Rachel Dineley, Employment Partner and Head of the Equality Discrimination Unit at DAC Beachcroft, said: “This long-awaited decision deserves careful consideration, not only from professional services firms and other partnership, but all employers who need to justify any prospectively age-discriminatory practice.” “When this case first commenced, it was less significant because employers were able to rely on the so called “default retirement age”, which enabled them to require employees to retire at age 65 or more. However, following the abolition of the DRA in 2011, this leading decision is important to all organisations. It demonstrates the tricky balancing exercise which has to be undertaken when meeting important business needs on the one hand, while avoiding undue discrimination on the other.
“The objective justification test came under close scrutiny by Baroness Hale (with whom the other four Lords agreed) when looking at the basis upon which requiring Mr Seldon to retire could be objectively justified. While the test (which entails showing the practice adopted is a proportionate means of achieving a legitimate aim) was not in doubt, how to satisfy the test in practice has been the important and tricky issue. “While there can never be a “one size fits all” approach to this test, the Supreme Court has given broad but clear guidance as to the steps that have to be taken, and the evidence which has to be produced, to meet it. The test entails showing that the business’ aim is capable of being legitimate under European law and national legislation it is legitimate in the particular circumstances and is in fact being pursued; and the means adopted are both appropriate and necessary.

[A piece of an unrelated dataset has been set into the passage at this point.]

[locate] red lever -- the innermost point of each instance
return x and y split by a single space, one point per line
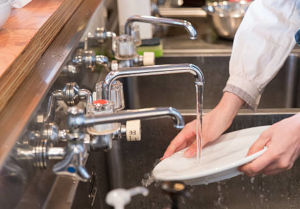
100 101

“So, for example, if an organisation has an effective performance management regime, it may not be legitimate to avoid it in relation to a particular group, such as those approaching retirement age. In deciding that the means chosen is appropriate and necessary, it is essential not to make assumptions or just to go for the easy or obvious option without looking at feasible alternatives”. Mr Seldon had failed, from the outset, to persuade the Employment Tribunal and thereafter the Employment Appeals Tribunal and the Court of Appeal, that his enforced retirement was unlawful. Mr Seldon had agreed, under the terms of his firm’s partnership deed, to retire at 65 and the Employment Tribunal had found that these retirement arrangements met the legitimate aims of: ensuring associates were given the opportunity of partnership after a reasonable time; facilitating the partnership and workforce planning, with realistic expectations as to when vacancies would arise; and limiting the need to expel partners by way of performance management, thus contributing to the congenial and supportive culture of the firm.
By the time the case reached the Court of Appeal in July 2010, it was of sufficient significance that the Department of Business Innovation and Skills was also represented (as an “intervener”). The new coalition government was, by then, committed to reviewing and prospectively abolishing the default retirement age for employees. The Court of Appeal made clear that these three aims were indeed legitimate. Moreover, a legitimate aim can change over time. The fact that the age-related practice complained of has been the subject of agreement may also be relevant. The Supreme Court undertook a full review of relevant European law and made the important distinction between direct and indirect age discrimination when applying the test under the relevant European Directive. If it is sought to justify direct age discrimination, the aims must be social policy objectives, such as those related to employment policy, the labour market or vocational training. These are of a public interest nature, which is distinguishable from purely individual reasons which are particular to the employer’s situation, such as cost reduction or improving competitiveness. European law showed that there were two broad categories that were relevant here: the aims of intergenerational fairness (the first two relied on by the firm) and preserving the dignity of older workers (the third aim, in the Seldon case). The aims, accepted by the Employment Tribunal, were consistent with European law.
The second key issue was whether the treatment of Mr Seldon was justified in his particular case. The Supreme Court recognised that where it is justified to have a general rule, then the existence of that rule will usually justify the treatment that results from it. It was noted that requiring the rule to be specifically justified in relation to the individual would negate the purpose of having a rule in the first place. That said, employers will still have to give very careful consideration to what if any compulsory retirement rules can be justified in their particular organisation. The case was sent back to the Employment Tribunal to consider whether the choice of a mandatory age of 65 was a proportionate means of achieving the legitimate aims of the partnership in this instance.